A turning point in the story of anti-Semitism at Hogwarts came in 1920, when Jewish enrollment, buoyed by excellent Wizarding Admissions Test scores, peaked at thirty per cent. Complaints began to circulate that the “character of the place” was changing. These were vague comments, but no one mistook their meaning. The conservative Board of Governors (which, for the record, did not admit a Jew until Robert Rubin joined, in 1995) exerted enormous pressure on Headmaster Phineas Nigellus Black to “do something about it,” and the Class of 1926 was the first to be subject to the notorious Jewish quotas that would stand for almost fifty years.
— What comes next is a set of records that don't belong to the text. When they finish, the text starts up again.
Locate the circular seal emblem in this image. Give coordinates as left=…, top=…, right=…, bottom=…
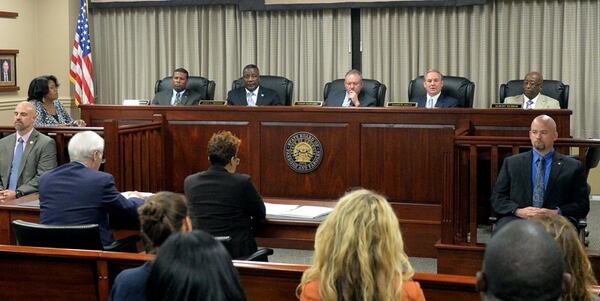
left=283, top=132, right=323, bottom=173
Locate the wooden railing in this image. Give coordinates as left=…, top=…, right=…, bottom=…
left=0, top=114, right=167, bottom=192
left=0, top=245, right=479, bottom=301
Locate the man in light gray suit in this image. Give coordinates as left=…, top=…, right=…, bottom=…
left=0, top=101, right=56, bottom=202
left=504, top=71, right=560, bottom=110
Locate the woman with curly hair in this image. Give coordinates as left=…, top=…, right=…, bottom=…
left=110, top=191, right=192, bottom=301
left=298, top=189, right=425, bottom=301
left=530, top=215, right=598, bottom=301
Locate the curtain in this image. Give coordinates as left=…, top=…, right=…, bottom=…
left=91, top=5, right=351, bottom=104
left=361, top=0, right=600, bottom=138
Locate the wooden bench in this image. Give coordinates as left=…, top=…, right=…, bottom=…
left=0, top=245, right=479, bottom=301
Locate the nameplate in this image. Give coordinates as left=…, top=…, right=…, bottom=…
left=385, top=102, right=417, bottom=108
left=198, top=100, right=227, bottom=106
left=491, top=102, right=523, bottom=109
left=294, top=100, right=323, bottom=107
left=123, top=99, right=150, bottom=106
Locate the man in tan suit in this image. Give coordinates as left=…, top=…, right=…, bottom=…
left=504, top=71, right=560, bottom=110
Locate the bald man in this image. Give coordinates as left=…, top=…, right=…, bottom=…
left=0, top=101, right=56, bottom=202
left=477, top=220, right=571, bottom=301
left=491, top=115, right=590, bottom=228
left=504, top=71, right=560, bottom=110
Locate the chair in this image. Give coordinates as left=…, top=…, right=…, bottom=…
left=323, top=78, right=387, bottom=107
left=499, top=79, right=569, bottom=109
left=408, top=75, right=475, bottom=108
left=231, top=75, right=294, bottom=106
left=215, top=236, right=273, bottom=262
left=154, top=76, right=215, bottom=100
left=12, top=220, right=140, bottom=252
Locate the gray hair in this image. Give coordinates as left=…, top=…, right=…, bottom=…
left=69, top=131, right=104, bottom=162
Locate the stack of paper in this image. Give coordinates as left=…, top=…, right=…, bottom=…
left=265, top=203, right=333, bottom=220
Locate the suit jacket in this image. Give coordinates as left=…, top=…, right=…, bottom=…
left=0, top=129, right=56, bottom=195
left=325, top=90, right=377, bottom=107
left=412, top=94, right=458, bottom=108
left=40, top=162, right=144, bottom=246
left=491, top=151, right=590, bottom=219
left=504, top=94, right=560, bottom=110
left=152, top=89, right=202, bottom=106
left=183, top=165, right=265, bottom=258
left=227, top=86, right=283, bottom=106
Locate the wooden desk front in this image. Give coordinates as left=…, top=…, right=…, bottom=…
left=0, top=194, right=328, bottom=249
left=81, top=105, right=571, bottom=257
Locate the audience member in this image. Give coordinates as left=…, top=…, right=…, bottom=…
left=491, top=115, right=590, bottom=228
left=531, top=215, right=598, bottom=301
left=325, top=69, right=377, bottom=107
left=0, top=101, right=56, bottom=202
left=298, top=189, right=425, bottom=301
left=146, top=231, right=246, bottom=301
left=152, top=68, right=202, bottom=106
left=227, top=64, right=283, bottom=107
left=411, top=69, right=458, bottom=108
left=477, top=220, right=571, bottom=301
left=183, top=131, right=265, bottom=258
left=110, top=191, right=192, bottom=301
left=40, top=131, right=144, bottom=246
left=504, top=71, right=560, bottom=109
left=27, top=75, right=85, bottom=127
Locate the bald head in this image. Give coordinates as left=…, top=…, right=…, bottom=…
left=477, top=220, right=570, bottom=301
left=523, top=71, right=544, bottom=99
left=529, top=115, right=558, bottom=155
left=14, top=101, right=35, bottom=136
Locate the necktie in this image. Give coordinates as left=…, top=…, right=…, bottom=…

There were no hard numbers, of course—only a directive to the admissions committee to begin placing less weight on test scores and more on certain vaguely defined categories such as “character,” “fitness,” and “spell diction.” But it was enough.
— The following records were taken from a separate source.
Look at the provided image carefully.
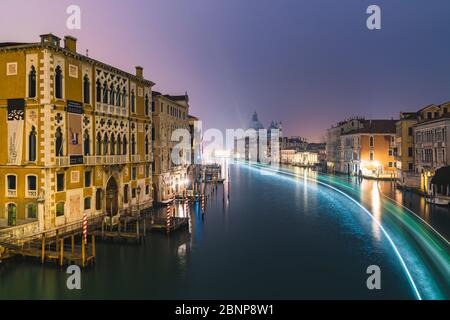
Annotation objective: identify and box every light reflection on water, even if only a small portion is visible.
[0,165,414,299]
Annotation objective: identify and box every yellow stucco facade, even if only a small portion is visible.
[0,34,154,230]
[153,92,190,203]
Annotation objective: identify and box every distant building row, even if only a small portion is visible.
[0,34,200,231]
[327,103,450,194]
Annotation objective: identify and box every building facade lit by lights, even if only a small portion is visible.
[152,92,191,204]
[326,118,396,179]
[0,34,154,231]
[414,103,450,192]
[394,112,420,188]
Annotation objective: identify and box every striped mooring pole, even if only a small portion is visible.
[166,203,172,233]
[184,199,191,217]
[202,194,205,214]
[83,212,87,244]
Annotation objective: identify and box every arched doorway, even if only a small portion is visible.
[106,177,119,216]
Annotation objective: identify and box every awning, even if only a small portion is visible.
[431,166,450,186]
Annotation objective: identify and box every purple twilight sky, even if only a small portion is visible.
[0,0,450,141]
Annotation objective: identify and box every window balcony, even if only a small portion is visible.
[27,190,38,198]
[131,154,141,162]
[56,157,70,167]
[84,156,97,166]
[103,156,114,164]
[6,189,17,198]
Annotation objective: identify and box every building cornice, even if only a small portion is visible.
[0,43,155,87]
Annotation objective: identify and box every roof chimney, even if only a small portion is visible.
[40,33,61,48]
[136,66,144,79]
[64,36,77,53]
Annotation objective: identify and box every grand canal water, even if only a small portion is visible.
[0,164,448,299]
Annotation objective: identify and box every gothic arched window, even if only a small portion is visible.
[103,133,108,156]
[131,134,136,155]
[84,130,91,156]
[96,80,102,102]
[145,94,150,116]
[131,90,136,113]
[96,132,102,156]
[122,88,127,108]
[55,127,64,157]
[103,81,108,103]
[145,135,150,155]
[55,66,63,99]
[109,134,116,156]
[122,135,128,156]
[28,66,36,98]
[117,134,122,155]
[28,126,37,161]
[109,84,116,105]
[116,86,122,107]
[83,74,91,104]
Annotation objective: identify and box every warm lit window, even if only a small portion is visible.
[56,202,65,217]
[55,127,64,157]
[83,75,91,104]
[55,66,63,99]
[84,197,91,210]
[28,66,36,98]
[56,173,65,192]
[27,203,37,219]
[84,171,92,188]
[28,126,37,162]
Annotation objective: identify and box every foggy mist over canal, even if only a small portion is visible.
[0,164,448,299]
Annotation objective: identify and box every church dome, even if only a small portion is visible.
[249,111,264,130]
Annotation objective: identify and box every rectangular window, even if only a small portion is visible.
[84,197,91,210]
[27,176,37,191]
[56,202,64,217]
[84,171,92,188]
[27,203,37,219]
[56,173,65,192]
[6,62,17,76]
[8,176,17,190]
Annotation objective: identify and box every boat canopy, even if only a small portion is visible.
[431,166,450,186]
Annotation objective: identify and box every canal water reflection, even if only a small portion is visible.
[0,164,415,299]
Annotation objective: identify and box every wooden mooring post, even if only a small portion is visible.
[41,235,45,263]
[59,238,64,267]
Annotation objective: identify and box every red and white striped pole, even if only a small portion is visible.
[166,203,172,233]
[83,212,87,244]
[184,199,191,218]
[202,195,205,214]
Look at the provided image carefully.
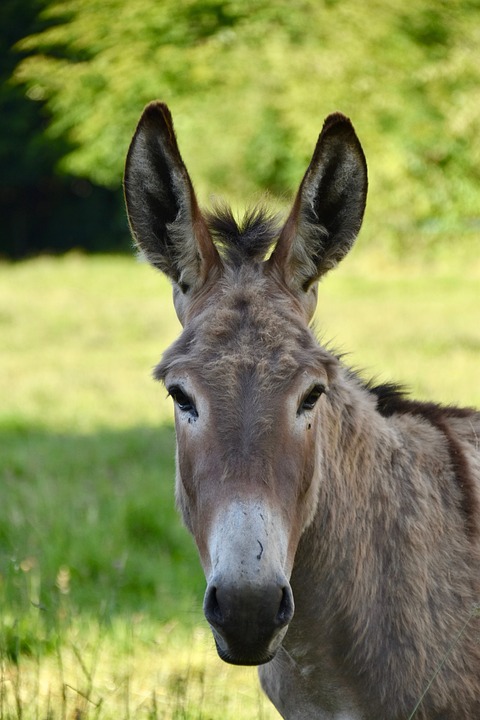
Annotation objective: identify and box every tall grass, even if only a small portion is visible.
[0,254,480,720]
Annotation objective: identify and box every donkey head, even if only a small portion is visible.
[125,103,367,665]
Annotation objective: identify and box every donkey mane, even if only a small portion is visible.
[205,204,280,267]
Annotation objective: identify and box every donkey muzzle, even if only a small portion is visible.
[204,578,294,665]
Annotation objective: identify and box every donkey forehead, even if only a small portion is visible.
[155,278,335,391]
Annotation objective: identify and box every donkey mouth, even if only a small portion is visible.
[211,627,287,665]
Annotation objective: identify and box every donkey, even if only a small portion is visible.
[125,102,480,720]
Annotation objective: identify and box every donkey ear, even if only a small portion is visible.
[270,113,368,294]
[124,102,220,294]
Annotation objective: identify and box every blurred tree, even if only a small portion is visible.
[0,0,128,258]
[5,0,480,258]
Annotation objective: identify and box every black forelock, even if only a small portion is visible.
[206,205,280,265]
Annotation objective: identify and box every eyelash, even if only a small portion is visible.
[297,384,327,416]
[168,385,198,418]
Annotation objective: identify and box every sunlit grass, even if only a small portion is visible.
[0,253,480,720]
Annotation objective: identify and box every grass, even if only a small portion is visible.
[0,249,480,720]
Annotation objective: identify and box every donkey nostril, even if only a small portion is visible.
[277,585,295,627]
[203,585,223,625]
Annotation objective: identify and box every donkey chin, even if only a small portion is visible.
[210,625,288,665]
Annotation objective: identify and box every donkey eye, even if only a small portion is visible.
[168,385,198,417]
[297,384,326,415]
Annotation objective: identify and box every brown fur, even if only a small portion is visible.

Of course, the situation at Hogwarts had never been anywhere near as bad as at the universities in Eastern and Central Europe, where Jewish wizards as eminent as Freud and Einstein, unable to secure teaching appointments, were forced to use their magic in the service of formulating bizarre Muggle theories. Nor was Hogwarts ever the site of anti-Semitic violence, seen at too many of the Hungarian and Austrian wizarding schools during the tumultuous years after the First World War. There, student “demonstrations” often included the use of the so-called Jewish spells, cruel incantations that caused the peyes (side curls) to become scalding hot, the phylacteries to tighten around the wearer’s head—and, of course, the notorious “kipa spinner.”
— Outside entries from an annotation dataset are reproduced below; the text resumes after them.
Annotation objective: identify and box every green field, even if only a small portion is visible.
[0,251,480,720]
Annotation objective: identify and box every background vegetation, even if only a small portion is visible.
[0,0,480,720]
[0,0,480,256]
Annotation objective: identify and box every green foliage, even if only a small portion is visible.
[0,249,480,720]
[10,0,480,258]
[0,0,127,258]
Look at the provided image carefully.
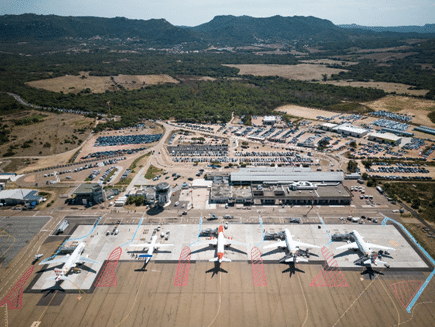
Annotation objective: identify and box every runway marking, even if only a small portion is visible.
[298,274,308,327]
[115,262,145,327]
[379,279,400,325]
[390,280,423,308]
[332,267,385,327]
[174,246,191,286]
[208,274,222,327]
[251,247,267,286]
[310,247,349,287]
[0,266,35,310]
[38,290,58,321]
[95,246,122,287]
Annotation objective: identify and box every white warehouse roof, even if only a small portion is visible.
[334,124,369,135]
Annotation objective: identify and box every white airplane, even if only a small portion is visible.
[193,225,246,263]
[263,229,320,263]
[129,235,174,264]
[39,242,99,282]
[337,230,395,267]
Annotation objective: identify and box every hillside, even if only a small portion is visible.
[0,14,433,49]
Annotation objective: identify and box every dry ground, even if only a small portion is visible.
[27,72,179,93]
[224,64,347,81]
[8,261,435,327]
[320,80,429,96]
[275,104,338,120]
[363,96,435,127]
[0,110,94,156]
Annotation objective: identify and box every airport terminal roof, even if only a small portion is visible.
[231,167,344,184]
[334,124,368,134]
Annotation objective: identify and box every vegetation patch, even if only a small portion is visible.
[383,182,435,222]
[145,165,163,179]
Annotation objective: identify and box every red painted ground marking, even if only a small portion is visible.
[174,246,191,286]
[0,266,35,310]
[95,246,122,287]
[390,280,423,308]
[251,246,267,286]
[310,247,349,287]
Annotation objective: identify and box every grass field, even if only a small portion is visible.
[225,64,347,81]
[27,72,179,93]
[0,110,94,157]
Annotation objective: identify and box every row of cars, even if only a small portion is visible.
[94,133,163,147]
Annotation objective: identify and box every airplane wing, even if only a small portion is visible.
[129,243,150,248]
[225,239,247,246]
[192,238,217,246]
[77,257,99,264]
[368,243,396,251]
[293,241,320,249]
[263,241,286,249]
[336,242,358,250]
[39,257,68,265]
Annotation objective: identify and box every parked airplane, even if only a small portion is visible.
[263,229,320,263]
[193,225,246,263]
[39,242,98,281]
[130,235,174,264]
[337,230,395,268]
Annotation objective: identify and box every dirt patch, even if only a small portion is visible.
[0,110,94,157]
[275,104,337,120]
[26,72,179,93]
[224,64,347,81]
[320,80,429,96]
[300,59,358,66]
[358,52,418,62]
[364,96,435,127]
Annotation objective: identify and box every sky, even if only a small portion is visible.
[0,0,435,26]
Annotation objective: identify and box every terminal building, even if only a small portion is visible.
[369,132,402,145]
[209,167,352,205]
[230,167,344,185]
[74,184,107,206]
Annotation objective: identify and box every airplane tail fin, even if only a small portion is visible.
[208,257,231,262]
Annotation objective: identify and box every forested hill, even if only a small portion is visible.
[191,16,361,45]
[0,14,432,49]
[0,14,200,46]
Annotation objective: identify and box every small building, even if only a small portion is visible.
[74,184,107,205]
[321,123,338,131]
[0,188,43,206]
[156,182,172,207]
[333,124,369,137]
[369,132,402,145]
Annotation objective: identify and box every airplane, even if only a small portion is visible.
[129,235,174,265]
[194,225,246,263]
[39,242,99,282]
[337,230,395,268]
[263,229,320,263]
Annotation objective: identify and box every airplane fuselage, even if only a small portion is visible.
[62,243,86,275]
[217,226,225,262]
[352,230,372,255]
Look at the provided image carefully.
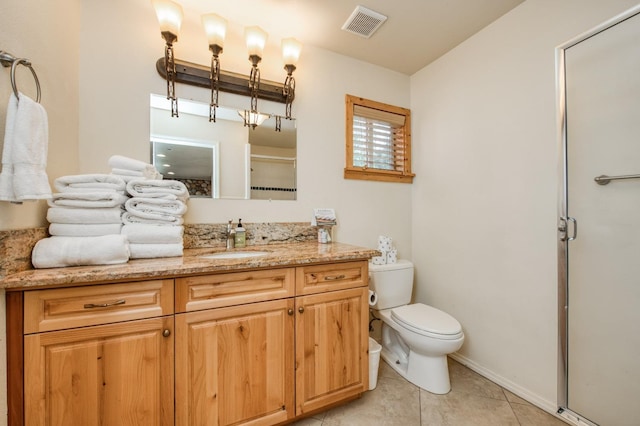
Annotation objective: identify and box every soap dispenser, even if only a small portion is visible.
[235,219,246,248]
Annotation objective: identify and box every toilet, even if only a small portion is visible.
[369,259,464,394]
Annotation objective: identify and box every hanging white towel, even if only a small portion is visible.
[47,206,123,223]
[31,235,130,268]
[0,93,18,202]
[127,179,189,201]
[53,174,126,194]
[11,93,51,201]
[122,224,184,244]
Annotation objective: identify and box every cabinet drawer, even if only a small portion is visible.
[176,268,295,312]
[296,260,369,296]
[24,280,173,334]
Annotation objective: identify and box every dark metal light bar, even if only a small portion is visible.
[156,58,287,104]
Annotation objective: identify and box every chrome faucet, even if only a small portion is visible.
[227,221,235,250]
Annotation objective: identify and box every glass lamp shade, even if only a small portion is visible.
[202,13,227,48]
[244,27,267,58]
[282,38,302,66]
[238,109,271,127]
[151,0,184,37]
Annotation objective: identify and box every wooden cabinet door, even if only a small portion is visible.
[176,298,295,426]
[296,287,369,415]
[24,317,174,426]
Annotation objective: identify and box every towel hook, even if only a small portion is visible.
[0,50,41,103]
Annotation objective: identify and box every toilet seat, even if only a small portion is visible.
[391,303,462,340]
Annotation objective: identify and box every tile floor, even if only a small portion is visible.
[294,358,567,426]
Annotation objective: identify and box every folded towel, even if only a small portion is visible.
[127,179,189,201]
[49,223,122,237]
[0,93,51,202]
[129,243,183,259]
[111,172,152,183]
[49,191,129,208]
[124,197,187,219]
[122,211,184,226]
[53,174,126,194]
[31,235,130,268]
[107,155,160,178]
[47,206,123,223]
[121,224,184,244]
No, Hogwarts was never the setting for any bigotry as brutal as that, and if I persist in recalling the minor injustices it is for the sake of guarding against future anti-Semitism in its most subtle forms. And so it is that, as I write this, I shed a tear of sadness but also of hope—for all the Jewish witches and wizards who have passed through the Entrance Hall over the years, and for many more to come.